Una vez, nena, te conté que el principio de indeterminación de Heisenberg era el culpable de que tú y yo nos hubiéramos encontrado, pero te engañe, cómo no hacerlo con esos ojos que te proclamaban perdiz y a mí cartucho, yo te mentí, y no lo niego, porque en realidad el principio de indeterminación del tal Heisenberg lo que dice es que si corro más para llegar a la hora contigo en esta tarde con la que está cayendo me voy a calar más de la cuenta.
No, no me pongas esos ojos. Asúmelo. Yo lo asumí. Es fácil, si lo piensas. Piénsalo, atrévete. La lluvia cae en vertical, más o menos. Supongamos un día de viento cero. Porque mi padre decía que llueve cuando el viento se para, siempre me acuerdo, me acuerdo sobre todo cuando el viento sopla tan fuerte que me vuelve del revés el paraguas con sus varillas y su tela y toda esa clase de artificios que tan adorable hacían a Mary Poppins. Bueno, que la lluvia cae en vertical. Y tú caminas, caminas como Homo Sapiens que eres, caminas erguida, erguida tú, erguido yo, eso nos diferencia entre nosotros, y lo otro nos diferencia del Australopithecus. Si la lluvia cae en vertical y nosotros caminamos perpendiculares al suelo, o sea, verticales, apenas nos cruzaremos, ¿no?
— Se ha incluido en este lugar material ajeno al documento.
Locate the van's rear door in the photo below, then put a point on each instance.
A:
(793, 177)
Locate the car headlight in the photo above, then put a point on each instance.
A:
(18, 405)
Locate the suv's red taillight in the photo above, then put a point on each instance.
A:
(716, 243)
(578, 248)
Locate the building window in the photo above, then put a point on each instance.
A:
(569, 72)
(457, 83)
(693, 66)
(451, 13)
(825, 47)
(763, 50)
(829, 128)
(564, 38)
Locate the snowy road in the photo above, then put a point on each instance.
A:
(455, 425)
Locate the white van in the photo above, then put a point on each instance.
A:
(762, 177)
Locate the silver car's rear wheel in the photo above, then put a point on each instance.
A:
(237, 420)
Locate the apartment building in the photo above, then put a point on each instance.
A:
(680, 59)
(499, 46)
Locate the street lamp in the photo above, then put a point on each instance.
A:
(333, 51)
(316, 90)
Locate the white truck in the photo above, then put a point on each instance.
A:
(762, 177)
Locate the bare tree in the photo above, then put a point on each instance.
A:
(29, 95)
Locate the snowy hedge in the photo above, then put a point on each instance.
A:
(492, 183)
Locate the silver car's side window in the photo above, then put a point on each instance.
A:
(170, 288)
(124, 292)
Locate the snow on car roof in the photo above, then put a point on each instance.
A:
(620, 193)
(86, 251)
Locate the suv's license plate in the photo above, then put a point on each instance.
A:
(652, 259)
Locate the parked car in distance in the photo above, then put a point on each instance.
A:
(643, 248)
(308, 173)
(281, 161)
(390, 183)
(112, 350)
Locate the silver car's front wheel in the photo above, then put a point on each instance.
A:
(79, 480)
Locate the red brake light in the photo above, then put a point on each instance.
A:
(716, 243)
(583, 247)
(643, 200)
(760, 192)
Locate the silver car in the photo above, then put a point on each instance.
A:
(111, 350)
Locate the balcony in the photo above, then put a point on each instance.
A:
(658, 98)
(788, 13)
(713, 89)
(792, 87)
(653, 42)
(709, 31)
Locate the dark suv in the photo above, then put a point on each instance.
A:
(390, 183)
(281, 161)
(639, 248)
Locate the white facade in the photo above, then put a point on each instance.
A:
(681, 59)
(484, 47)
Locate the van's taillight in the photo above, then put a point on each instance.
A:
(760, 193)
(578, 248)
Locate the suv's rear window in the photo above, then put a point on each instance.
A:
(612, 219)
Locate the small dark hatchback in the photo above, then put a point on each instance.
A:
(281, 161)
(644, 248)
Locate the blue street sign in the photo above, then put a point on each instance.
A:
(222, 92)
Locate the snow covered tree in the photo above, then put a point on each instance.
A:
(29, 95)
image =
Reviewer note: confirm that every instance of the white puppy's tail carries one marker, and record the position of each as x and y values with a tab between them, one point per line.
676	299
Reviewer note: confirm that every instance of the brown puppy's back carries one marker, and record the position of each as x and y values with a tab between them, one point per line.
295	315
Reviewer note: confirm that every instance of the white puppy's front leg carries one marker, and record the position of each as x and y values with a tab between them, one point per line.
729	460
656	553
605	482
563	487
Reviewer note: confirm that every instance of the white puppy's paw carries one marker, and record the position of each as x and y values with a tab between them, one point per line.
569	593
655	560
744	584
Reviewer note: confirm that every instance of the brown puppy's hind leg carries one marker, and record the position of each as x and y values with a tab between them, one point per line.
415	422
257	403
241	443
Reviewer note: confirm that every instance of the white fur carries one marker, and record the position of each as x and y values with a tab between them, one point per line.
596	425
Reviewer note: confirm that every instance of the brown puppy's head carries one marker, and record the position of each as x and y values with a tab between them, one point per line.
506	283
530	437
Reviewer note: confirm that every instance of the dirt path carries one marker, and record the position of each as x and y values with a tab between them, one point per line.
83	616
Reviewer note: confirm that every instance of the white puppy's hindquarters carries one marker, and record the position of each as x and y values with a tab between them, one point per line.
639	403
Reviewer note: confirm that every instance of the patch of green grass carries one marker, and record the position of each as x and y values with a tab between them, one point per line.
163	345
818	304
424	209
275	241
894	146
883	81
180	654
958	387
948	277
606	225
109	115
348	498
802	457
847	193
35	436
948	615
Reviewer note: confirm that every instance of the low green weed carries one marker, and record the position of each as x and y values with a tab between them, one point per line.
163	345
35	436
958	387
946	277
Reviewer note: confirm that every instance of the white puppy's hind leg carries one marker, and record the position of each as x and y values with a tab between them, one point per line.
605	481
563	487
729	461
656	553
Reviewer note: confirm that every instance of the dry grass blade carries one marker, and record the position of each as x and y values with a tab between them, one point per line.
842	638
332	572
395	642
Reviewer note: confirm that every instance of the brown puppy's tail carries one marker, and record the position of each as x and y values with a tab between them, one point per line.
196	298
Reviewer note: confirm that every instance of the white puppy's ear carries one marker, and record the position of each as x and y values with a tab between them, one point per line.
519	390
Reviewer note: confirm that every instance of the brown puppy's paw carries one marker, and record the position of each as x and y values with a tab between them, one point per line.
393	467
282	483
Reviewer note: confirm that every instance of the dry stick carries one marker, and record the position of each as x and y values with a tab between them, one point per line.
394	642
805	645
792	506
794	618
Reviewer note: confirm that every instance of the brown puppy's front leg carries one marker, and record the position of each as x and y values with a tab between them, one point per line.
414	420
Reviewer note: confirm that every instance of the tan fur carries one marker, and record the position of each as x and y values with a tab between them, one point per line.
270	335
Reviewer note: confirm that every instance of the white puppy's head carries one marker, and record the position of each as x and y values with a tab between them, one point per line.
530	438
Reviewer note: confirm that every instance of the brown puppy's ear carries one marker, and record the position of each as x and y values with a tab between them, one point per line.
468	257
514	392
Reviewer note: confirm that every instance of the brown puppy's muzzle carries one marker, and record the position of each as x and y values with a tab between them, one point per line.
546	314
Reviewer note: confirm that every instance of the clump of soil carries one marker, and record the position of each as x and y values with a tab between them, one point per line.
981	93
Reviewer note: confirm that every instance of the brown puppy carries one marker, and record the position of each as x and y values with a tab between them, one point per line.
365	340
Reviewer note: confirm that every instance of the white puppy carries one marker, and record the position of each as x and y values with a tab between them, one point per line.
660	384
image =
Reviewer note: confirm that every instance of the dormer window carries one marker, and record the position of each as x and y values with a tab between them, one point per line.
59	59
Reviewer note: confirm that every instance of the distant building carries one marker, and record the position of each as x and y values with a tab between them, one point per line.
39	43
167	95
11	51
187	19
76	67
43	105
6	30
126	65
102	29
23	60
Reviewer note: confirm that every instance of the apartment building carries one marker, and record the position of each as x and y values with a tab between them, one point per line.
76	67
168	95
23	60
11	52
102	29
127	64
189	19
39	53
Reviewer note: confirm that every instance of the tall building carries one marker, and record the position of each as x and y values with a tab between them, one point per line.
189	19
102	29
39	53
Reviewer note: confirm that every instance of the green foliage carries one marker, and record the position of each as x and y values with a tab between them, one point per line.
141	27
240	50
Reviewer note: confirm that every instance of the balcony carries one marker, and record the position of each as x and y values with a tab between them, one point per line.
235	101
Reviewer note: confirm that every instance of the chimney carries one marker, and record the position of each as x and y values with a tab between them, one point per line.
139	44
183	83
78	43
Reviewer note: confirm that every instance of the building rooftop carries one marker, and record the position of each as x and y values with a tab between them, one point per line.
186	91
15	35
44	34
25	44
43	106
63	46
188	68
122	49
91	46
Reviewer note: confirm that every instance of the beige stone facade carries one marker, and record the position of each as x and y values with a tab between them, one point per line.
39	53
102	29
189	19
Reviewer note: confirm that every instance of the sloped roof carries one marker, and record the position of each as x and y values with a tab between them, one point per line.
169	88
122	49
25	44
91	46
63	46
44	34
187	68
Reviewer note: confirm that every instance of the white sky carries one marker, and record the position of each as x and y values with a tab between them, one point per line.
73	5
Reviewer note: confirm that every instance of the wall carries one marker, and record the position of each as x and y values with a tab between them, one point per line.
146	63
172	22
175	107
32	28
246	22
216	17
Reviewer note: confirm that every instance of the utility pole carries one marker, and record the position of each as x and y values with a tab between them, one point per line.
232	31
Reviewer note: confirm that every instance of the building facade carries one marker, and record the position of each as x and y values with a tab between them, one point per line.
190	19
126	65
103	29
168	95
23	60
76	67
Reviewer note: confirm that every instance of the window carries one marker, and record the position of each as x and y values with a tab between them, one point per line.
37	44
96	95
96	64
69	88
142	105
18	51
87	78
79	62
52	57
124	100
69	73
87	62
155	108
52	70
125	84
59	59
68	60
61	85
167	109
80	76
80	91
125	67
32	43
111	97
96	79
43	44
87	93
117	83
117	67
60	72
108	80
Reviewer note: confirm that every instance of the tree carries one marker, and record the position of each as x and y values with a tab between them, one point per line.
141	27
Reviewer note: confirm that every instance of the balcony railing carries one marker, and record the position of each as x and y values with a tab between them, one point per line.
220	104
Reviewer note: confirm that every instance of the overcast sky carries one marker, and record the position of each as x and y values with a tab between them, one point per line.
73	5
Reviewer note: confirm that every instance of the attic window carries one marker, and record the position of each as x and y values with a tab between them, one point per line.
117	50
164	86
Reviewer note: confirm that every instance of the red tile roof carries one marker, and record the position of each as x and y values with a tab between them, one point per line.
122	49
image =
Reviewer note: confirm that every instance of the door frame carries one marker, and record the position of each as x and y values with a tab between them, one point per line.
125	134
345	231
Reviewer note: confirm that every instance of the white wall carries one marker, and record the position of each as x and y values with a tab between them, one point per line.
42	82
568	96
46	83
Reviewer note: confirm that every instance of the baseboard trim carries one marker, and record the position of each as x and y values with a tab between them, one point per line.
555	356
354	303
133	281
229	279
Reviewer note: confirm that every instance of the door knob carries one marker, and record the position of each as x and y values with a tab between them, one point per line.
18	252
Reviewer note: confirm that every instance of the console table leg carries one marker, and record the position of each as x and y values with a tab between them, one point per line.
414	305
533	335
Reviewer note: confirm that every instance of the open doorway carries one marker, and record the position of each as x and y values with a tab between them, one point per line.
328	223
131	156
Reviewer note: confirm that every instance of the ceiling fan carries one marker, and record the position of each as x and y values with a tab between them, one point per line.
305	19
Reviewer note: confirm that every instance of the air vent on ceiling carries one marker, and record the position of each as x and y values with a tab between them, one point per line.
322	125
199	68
Bien, pues ahora planteate que me pongo a correr en medio de la lluvia. Mi trayectoria se vuelve paralela al suelo y perpendicular a los varios millones de proyectiles que caen, que me van a alcanzar sin remisión y sin capucha. Ahí entra el principio del bueno de Heisenberg. Que nunca sabes dónde va a caer la gota, así que las probabilidades de que te caiga encima son mucho menores si caminas tranquilamente que si te pones a correr como toda esa panda de estúpidos.
Vale, de acuerdo. Que lo siento. He llegado un cuarto de hora tarde, como de costumbre. Pero no tengo capucha, comprendeme, y ya te he mentido mucho, y ya me he calado, y ya está la ciudad llena de gilipollas que se han puesto a correr en cuanto han visto cuatro gotas.